Les conflits d’intérêts des administrateurs.

1) Avant 19941, la loi sur les sociétés commerciales réglait la matière des conflits d’intérêts de façon claire et précise, mais rendait les transactions au sein des groupes financiers parfois lourdes. Du fait de la concentration d’actionnariat dans beaucoup d’entreprises, et du peu de souci des groupes d’accueillir des administrateurs indépendants, les conseils étaient parfois composés très largement d’administrateurs empêchés de siéger.

La reforme légale de 1994 visait à distinguer d’un côté les conflits d’intérêts personnels des administrateurs (l’article 60, devenu 523), et de l’autre les cas de décisions provoquant des conflits d’intérêt entre des sociétés cotées et leur actionnaire de contrôle (l’article 60 bis, devenu 524). Suite à des interventions diverses, la portée et le champ d’application de cet article 60 bis-524 ont été fortement réduits dans la loi définitive et dans certaines interprétations. L’argument avancé était souvent que nos entreprises sont petites et ne peuvent supporter des codes de conduites et normes de type international, trop contraignants. Les lois furent infléchies pour protéger les actionnaires, plutôt que les entreprises.

La modification actuellement proposée de l’article 524 est utile et bienvenue, mais ne réduit pas vraiment le nombre d’exemptions du champ d’application de cet article.

2)   Certains administrateurs considèrent qu’ils siègent en Conseil d’Administration pour représenter le ou les actionnaires qui les ont fait nommer, et défendre leurs intérêts.  Un actionnaire siègeant en conseil est tenu de respecter l’article 523 alors qu’un « représentant d’actionnaire » y échappe, et peut défendre en toute impunité un intérêt particulier  opposé à celui de la société.  Ceci est d’autant plus aisé en Belgique que la loi ne définit pas très précisément les devoirs de l’administrateur, même si elle se réfère à quelques endroits à « l’intérêt social », généralement compris comme l’intérêt de la société et de l’ensemble des actionnaires (les « associés »).

3)   La situation actuelle peut donc être résumée comme suit : en Belgique, un administrateur ayant des conflits d’intérêt manifestes peut participer aux délibérations et décisions du Conseil d’Administration, pourvu qu’il ne se trouve pas dans une des deux situations prévues dans la loi de 1994.

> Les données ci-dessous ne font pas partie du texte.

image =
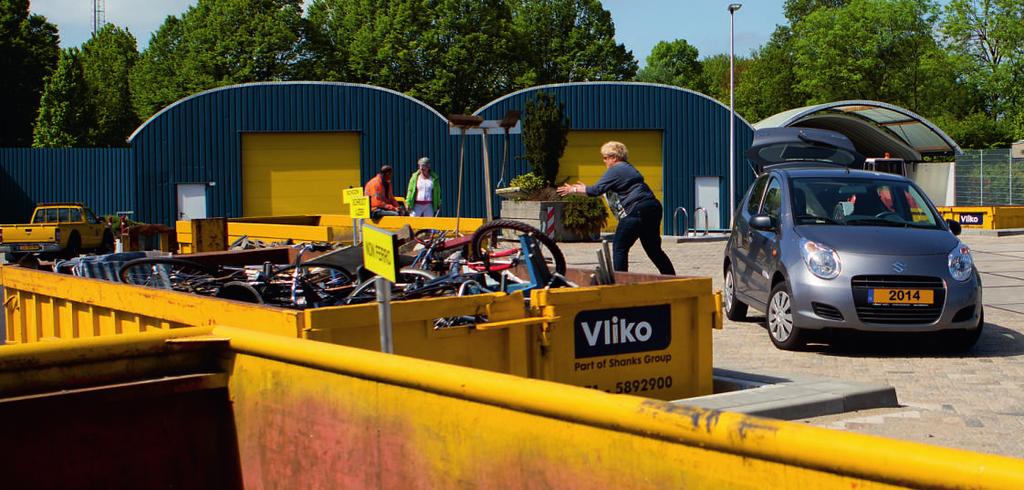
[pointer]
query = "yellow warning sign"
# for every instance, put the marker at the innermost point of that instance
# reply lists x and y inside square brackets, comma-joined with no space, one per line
[359,208]
[351,193]
[380,252]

Dans les autres pays industrialisés, les lois et règles sont plus claires et affirment mieux les devoirs, contraintes et incompatibilités des administrateurs, ainsi que l’obligation de gérer leurs conflits d’intérêts.  Des entreprises belges actives internationalement doivent d’ailleurs y appliquer des règles plus strictes, sous peine de découvrir durement que ce qui est permis en Belgique est interdit ailleurs.

4)    Il est donc nécessaire d’envisager quelques mesures :

- Réintroduire dans la loi un principe général selon lequel tout administrateur qui a des conflits d’intérêts structurels ou ponctuels doit les porter à la connaissance du Conseil d’Administration, et les gérer au mieux, sous peine de nullité de décisions, de responsabilité personnelle et d’amendes. Il est important que ceci inclue les conflits d’intérêt liés à la fonction.

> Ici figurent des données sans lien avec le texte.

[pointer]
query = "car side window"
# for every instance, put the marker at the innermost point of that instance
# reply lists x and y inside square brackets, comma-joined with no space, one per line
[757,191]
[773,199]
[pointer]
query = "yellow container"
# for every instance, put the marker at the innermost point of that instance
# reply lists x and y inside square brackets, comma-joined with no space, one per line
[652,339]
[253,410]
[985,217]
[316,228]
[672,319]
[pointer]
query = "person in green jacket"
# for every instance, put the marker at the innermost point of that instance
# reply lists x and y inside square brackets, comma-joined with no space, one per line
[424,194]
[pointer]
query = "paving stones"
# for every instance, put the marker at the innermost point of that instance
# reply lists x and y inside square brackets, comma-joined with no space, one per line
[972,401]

- Instaurer des règles simples définissant les devoirs de l’administrateur, soit via des lois et règlements, soit via des codes professionnels approuvés par l’autorité (La Commission Bancaire et Financière). La Fondation des administrateurs a défini un tel code, joint à la présente. Parmi les devoirs des administrateurs vis-à-vis des sociétés, il importe d’insister sur le devoir de loyauté, le devoir de meilleur soin, le devoir de discrétion.

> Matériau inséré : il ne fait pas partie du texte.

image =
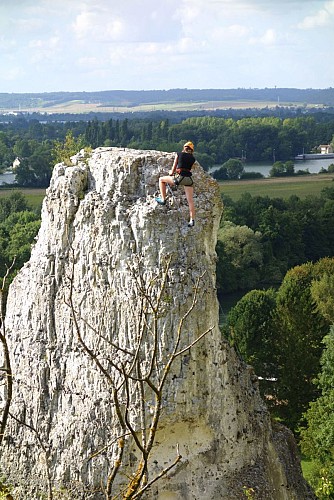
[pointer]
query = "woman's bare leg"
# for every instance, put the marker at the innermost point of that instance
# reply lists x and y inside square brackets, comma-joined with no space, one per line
[189,192]
[167,179]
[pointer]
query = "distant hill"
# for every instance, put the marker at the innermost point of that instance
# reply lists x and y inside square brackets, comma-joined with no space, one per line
[135,98]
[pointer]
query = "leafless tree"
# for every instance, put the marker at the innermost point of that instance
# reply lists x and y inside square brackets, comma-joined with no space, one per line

L’objectif en tout cas devrait être que la législation renforce la bonne gestion et la transparence des sociétés anonymes. Il ne faut pas non plus craindre de prendre des mesures, même législatives, de défense de l’indépendance des sociétés belges, car il en existe aussi à l’étranger; toutefois, les mesures de « défense » de l’ancrage belge par des privilèges accordés à des actionnaires de contrôle ont démontré qu’elles facilitaient plutôt la vente à l’étranger des sociétés belges, et pouvaient nuire à leur dynamisme.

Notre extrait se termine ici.